Last week at the Embedded Systems Conference (ESC) held in San Jose, California, Xilinx disclosed additional information about its upcoming Extensible Processing Platform (EPP), which I previously discussed in a February 1 blog entry written just after RTECC (the Real Time Embedded Computing Conference, see Designing Low-Power Systems with FPGAs, Part 2). This past week at a press conference, Xilinx’s Senior VP of Worldwide Marketing and Business Development Vin Ratford again spoke of the upcoming processor-centric devices Xilinx plans to introduce next year, but this time he provided far more detail. As promised, the devices fuse features of a high-end microcontroller (hard-core implementations of a 32-bit processor, memory, and I/O) with an FPGA fabric. But wait, you say, haven’t both Xilinx and Altera (and other FPGA vendors) tried this before? Yes, they have, with uninspiring results. However, I submit that Xilinx’s EPP is substantially different and it stands a very good chance of capturing significant market share from microcontrollers and from discrete processors. It may also be very attractive to design teams considering the development of certain types of SOCs. Consequently, the Xilinx EPP family may well become the family of high-volume parts Xilinx wants to have in its product catalog. Ratford provided so much information in his ESC announcement that I’ll need multiple blog entries to cover it all. In this first entry, I’ll describe what Xilinx’s EPP is and I’ll cover some of the thinking behind the architecture; In the second entry, I’ll describe some case studies that illustrate why this component family might be very attractive for a certain class of embedded product—because it promises lower parts count, lower cost, and higher performance with lower power consumption. Please understand that Xilinx stopped short of announcing actual products. Ratford described an architecture that will be used to produce a product family with actual products starting to appear next year.

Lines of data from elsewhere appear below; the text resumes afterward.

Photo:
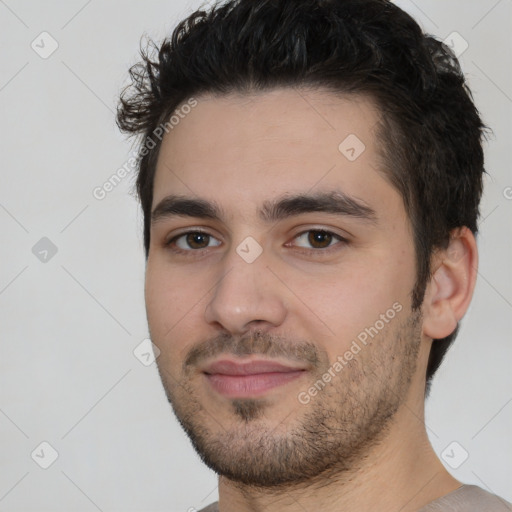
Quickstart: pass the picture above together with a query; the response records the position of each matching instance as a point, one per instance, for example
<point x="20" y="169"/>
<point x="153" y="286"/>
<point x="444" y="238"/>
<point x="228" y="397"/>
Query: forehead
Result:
<point x="268" y="143"/>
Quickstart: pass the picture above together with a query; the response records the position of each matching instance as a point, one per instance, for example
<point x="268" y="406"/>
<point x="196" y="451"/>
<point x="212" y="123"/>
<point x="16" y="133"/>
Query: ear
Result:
<point x="450" y="289"/>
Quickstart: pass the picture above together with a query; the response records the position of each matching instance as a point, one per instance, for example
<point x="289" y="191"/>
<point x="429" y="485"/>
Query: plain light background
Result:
<point x="69" y="325"/>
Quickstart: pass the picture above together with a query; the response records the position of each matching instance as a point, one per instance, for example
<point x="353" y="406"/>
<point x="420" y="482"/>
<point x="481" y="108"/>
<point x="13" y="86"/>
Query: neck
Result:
<point x="402" y="472"/>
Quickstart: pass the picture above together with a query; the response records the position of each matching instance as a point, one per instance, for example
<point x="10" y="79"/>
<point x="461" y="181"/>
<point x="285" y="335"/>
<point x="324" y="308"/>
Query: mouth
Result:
<point x="254" y="378"/>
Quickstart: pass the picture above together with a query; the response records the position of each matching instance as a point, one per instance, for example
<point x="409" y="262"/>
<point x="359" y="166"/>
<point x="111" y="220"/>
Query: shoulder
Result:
<point x="468" y="498"/>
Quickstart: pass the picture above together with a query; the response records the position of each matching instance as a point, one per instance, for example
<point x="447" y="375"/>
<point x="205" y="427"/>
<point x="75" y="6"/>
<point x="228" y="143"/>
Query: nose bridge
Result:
<point x="245" y="295"/>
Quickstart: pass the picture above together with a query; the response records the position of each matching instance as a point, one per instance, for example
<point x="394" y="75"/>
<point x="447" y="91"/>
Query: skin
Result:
<point x="360" y="443"/>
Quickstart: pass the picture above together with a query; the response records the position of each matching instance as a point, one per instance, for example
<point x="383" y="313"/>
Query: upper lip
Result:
<point x="230" y="367"/>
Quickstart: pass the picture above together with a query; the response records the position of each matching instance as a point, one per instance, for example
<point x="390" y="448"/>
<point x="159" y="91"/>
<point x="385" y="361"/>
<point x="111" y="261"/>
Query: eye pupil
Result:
<point x="198" y="240"/>
<point x="319" y="239"/>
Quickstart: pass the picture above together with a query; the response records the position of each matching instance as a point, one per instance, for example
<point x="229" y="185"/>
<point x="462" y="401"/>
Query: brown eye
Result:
<point x="320" y="239"/>
<point x="197" y="240"/>
<point x="193" y="240"/>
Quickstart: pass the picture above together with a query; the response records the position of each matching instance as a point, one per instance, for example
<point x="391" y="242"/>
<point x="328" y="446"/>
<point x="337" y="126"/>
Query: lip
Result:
<point x="249" y="379"/>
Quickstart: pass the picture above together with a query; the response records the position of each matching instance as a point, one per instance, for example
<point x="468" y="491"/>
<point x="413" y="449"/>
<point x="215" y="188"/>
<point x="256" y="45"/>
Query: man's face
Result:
<point x="281" y="305"/>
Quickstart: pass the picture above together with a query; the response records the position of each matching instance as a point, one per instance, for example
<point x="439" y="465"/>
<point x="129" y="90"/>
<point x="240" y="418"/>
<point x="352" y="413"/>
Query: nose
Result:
<point x="246" y="297"/>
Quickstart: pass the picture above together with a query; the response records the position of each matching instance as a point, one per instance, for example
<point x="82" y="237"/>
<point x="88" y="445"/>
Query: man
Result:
<point x="310" y="173"/>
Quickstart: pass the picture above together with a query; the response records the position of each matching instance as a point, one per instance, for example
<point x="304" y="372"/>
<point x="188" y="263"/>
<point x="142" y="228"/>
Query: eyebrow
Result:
<point x="274" y="210"/>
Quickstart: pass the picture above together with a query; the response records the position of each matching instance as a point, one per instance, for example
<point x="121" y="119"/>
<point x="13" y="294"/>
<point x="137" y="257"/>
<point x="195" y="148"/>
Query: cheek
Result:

There are two major components to Xilinx’s EPP: a hard-wired, high-end, microcontroller-like block and a connected FPGA fabric based on Xilinx’s 28nm unified FPGA logic-cell design as shown in the diagram below.
First, let’s look at the hard-wired portion. It’s well known that processors don’t run very fast when implemented with FPGAs. The reason mostly revolves around the wiring congestion associated with the large register files of 32-bit RISC processors. Wiring congestion translates into “slow” and you can figure on giving up 50-75% or more of the processor’s maximum clock rate in a given process technology when comparing a synthesized ASIC implementation against a synthesized FPGA implementation. Hand optimization can reclaim some of that speed but if you’re planning on using a standard processor architecture anyway, it makes perfect sense to implement the processor on the FPGA as a hard core using a standard ASIC synthesis flow. That way, you get the full speed of the IC process technology along with the full logic density and therefore a much lower silicon cost.
Xilinx has chosen ARM’s Cortex-A9 32-bit RISC processor core for the EPP but has gone a step farther by implementing a dual-core version of this processor. That choice immediately puts the Xilinx EPP family at the high-end of the microcontroller spectrum. First, there are two 32-bit processor cores. Second, a Cortex-A9 processor can run at 2 GHz in TSMC’s 40nm, high-performance process technology. That’s one fast processor—much faster that many embedded applications require. A dual-core version, as is employed in Xilinx’s EPP family, is faster still.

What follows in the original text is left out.